There are good reasons for these misconceptions of Albania. For six centuries the Albanians were one of the buried Christian minorities of the Turkish Empire in Europe. Their great men who rose to places of power in the Near East were not known to the outside world as Albanians. Ismail Kemal Bey, Grand Vizier of Turkey, who raised the flag of Albanian independence in 1912; Mehmet Ali, who led the struggle for Egyptian independence in 1811 and founded the dynasty of the Khedives of Egypt; Crispi, the great Italian statesman—these are a few of the Albanians who, having lost their own country, have fought under other banners. When the Albanians of Sicily rose behind Garibaldi and fought for a free and united Italy, they were thought to be Italians. When the Albanians of Epirus fought for the freedom of Greece, they were thought to be Greek. When they fight for the freedom of Turkey, they are thought to be Turks. And—this is of greater importance—when the Albanians rose to fight for the freedom of Albania, they fought behind a curtain of impenetrable silence.

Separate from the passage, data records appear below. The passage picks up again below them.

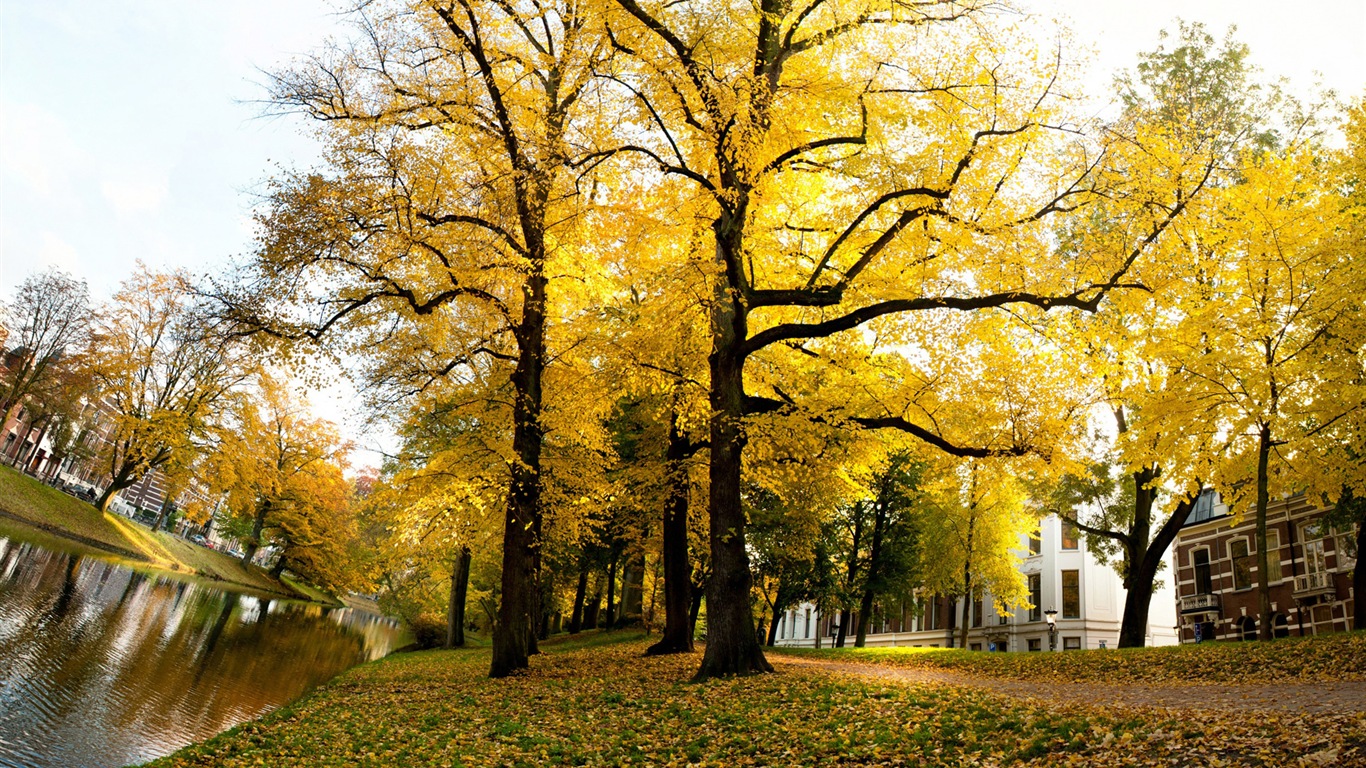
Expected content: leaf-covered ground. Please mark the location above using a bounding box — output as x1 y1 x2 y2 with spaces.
781 631 1366 685
144 638 1366 768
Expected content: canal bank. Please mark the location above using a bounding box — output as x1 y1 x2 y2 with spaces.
0 536 406 768
0 466 325 607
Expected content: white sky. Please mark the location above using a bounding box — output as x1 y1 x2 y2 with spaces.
0 0 1366 453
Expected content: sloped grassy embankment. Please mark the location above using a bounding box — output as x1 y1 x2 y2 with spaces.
144 634 1366 768
0 466 316 601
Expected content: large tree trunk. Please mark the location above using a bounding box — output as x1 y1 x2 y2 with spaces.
645 410 693 656
949 511 977 648
531 570 555 639
445 547 470 648
854 497 887 648
619 549 645 617
1355 513 1366 630
242 499 270 566
94 465 138 512
687 575 710 640
1119 486 1199 648
570 558 589 634
1257 424 1273 640
604 552 617 630
765 585 784 648
489 261 546 678
695 258 773 681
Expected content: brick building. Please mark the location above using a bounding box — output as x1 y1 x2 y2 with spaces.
776 515 1176 650
1173 491 1356 642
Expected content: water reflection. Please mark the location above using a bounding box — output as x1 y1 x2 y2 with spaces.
0 538 398 767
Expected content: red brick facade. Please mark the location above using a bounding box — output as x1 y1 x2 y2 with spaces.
1173 492 1356 642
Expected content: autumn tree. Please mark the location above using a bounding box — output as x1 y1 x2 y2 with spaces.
605 0 1209 678
0 269 90 437
1041 22 1274 648
1176 120 1366 640
229 0 613 676
90 264 253 511
921 459 1035 648
205 374 354 586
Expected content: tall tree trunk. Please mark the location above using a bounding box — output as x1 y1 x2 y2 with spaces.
695 261 773 681
687 575 710 640
583 573 602 630
835 507 863 648
1119 486 1199 648
620 548 645 617
489 262 546 678
445 547 470 648
854 497 887 648
1257 424 1272 640
1351 513 1366 630
242 499 270 566
949 511 977 648
570 558 589 634
604 552 617 630
645 410 693 656
765 579 791 648
94 456 138 512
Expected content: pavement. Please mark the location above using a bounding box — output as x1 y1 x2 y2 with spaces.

They were surrounded by a battle line. The Slavs were north and east; the Greeks were south; the Italians were west. Albania was cut off from the outside world in 1910; for thirteen years she has been cut off from the world. No telegraph or telephone lines ran from Albania to Europe; no mail got through without censorship, no traveler without passport visé from enemies. Letters for Europe must still go by messenger through Jugo-Slavia, or by Italian steamer to Italian ports. During May and June, 1922, while I was in Tirana, Albania’s communication with Europe was completely closed by the Italians, in retaliation for Albania’s protest against the establishing of Italian post offices in Albanian cities.
Behind this veil of silence, the truth about Albania lies hidden. Only one newspaper correspondent, to my knowledge, has visited Albania in recent years—Mr. Maurer of the Chicago Post. Mr. Kenneth Roberts of the Saturday Evening Post lay for ten days ill in Tirana, left with all haste for Montenegro, and later wrote of Albania—entertainingly. News of Albania bears the date lines of Belgrade, Rome, Athens. Since 1910 it has been as accurate as news of France bearing a Berlin date line. This is only human, for few of us are accurately just to our enemies, and the Hungarian, Austrian, Serbian, Italian, and Greek soldiers who have campaigned in Albania have returned to describe the country as hell with variations. The one European who has spoken to me of the Albanians without horror is a doctor in Budapest. He had worked in Serbia during the war, and there had encountered a terribly wounded Albanian still alive on a battlefield. The doctor bent over him to examine his wounds, and the Albanian bit off the doctor’s little finger.